Maltese PM's wife cleared in inquiry over offshore shell company

FILE PHOTO: Malta's Prime Minister Joseph Muscat and his wife Michelle arrive to attend The Queen's Dinner during The Commonwealth Heads of Government Meeting at Buckingham Palace in London on April 19, 2018.  Daniel Leal-Olivas/Pool via Reuters/File Photo
FILE PHOTO: Malta's Prime Minister Joseph Muscat and his wife Michelle arrive to attend The Queen's Dinner during The Commonwealth Heads of Government Meeting at Buckingham Palace in London on April 19, 2018. Daniel Leal-Olivas/Pool via Reuters/File Photo

Thomson Reuters

VALLETTA (Reuters) - An inquiry has found no evidence that the wife of Malta's prime minister benefited from a secret offshore company, contrary to allegations by murdered reporter Daphne Caruana Galizia.
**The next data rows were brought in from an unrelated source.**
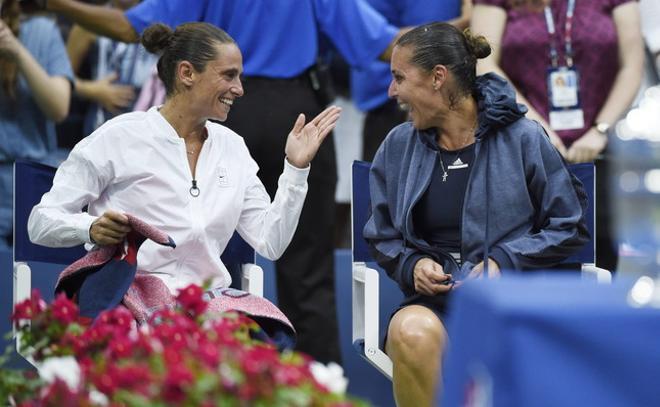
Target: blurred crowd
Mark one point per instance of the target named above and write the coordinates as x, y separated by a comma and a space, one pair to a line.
66, 67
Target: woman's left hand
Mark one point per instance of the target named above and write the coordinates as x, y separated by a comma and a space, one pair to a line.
586, 148
478, 270
304, 140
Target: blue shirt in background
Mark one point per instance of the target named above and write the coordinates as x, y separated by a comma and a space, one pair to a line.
25, 131
369, 83
279, 38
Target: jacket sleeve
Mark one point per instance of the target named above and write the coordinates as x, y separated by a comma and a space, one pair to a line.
59, 220
269, 226
387, 244
560, 227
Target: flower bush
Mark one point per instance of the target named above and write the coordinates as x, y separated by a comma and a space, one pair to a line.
183, 356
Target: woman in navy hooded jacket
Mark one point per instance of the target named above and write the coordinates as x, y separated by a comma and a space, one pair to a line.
468, 178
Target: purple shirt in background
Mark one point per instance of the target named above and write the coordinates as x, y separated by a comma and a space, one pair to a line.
525, 53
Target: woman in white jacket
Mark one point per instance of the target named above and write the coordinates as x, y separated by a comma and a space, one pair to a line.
177, 170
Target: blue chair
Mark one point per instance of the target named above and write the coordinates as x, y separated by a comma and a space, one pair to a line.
32, 180
371, 294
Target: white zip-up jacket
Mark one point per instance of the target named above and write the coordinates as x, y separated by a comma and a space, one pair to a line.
136, 163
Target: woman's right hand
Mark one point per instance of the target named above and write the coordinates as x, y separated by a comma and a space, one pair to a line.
111, 228
429, 277
9, 44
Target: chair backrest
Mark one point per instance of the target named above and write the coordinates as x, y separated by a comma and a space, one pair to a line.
585, 172
32, 180
360, 210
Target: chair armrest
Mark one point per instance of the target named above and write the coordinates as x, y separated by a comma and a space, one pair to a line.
252, 279
365, 316
601, 275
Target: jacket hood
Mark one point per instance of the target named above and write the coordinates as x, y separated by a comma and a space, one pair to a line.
496, 100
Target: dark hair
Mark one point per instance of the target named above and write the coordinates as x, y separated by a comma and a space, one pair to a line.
192, 42
443, 44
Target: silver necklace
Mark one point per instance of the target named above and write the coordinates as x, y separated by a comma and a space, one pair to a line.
457, 163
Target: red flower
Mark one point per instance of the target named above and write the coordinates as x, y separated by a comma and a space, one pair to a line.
64, 310
191, 300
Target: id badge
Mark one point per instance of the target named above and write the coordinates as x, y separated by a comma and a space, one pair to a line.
563, 88
567, 119
565, 111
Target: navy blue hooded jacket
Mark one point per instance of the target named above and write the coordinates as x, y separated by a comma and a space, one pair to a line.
522, 206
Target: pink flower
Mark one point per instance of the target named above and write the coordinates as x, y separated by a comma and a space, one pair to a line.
121, 347
290, 375
64, 310
191, 300
177, 380
208, 354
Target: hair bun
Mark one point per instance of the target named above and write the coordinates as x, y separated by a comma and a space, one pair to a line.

Malta's attorney general said on Sunday that the 15-month investigation had failed to establish any links between the family of Prime Minister Joseph Muscat and Panama-based Egrant.

"A hundred suspicions do not make one certain fact," it said in a statement.

The inquiry was launched after allegations by Caruana Galizia, an investigative journalist who died last October in a car bomb attack, that Muscat's wife Michelle owned a shell company established by Panama law firm Mossack Fonseca.

Muscat had denied the claims that his wife received money from the daughter of energy-rich Azerbaijan's president through that company.

To counter a mounting backlash triggered by the accusations and the investigation, Muscat last year called an election in which he gained a larger parliamentary majority.

"Michelle and I are both relieved this nightmare is over," he said on Sunday.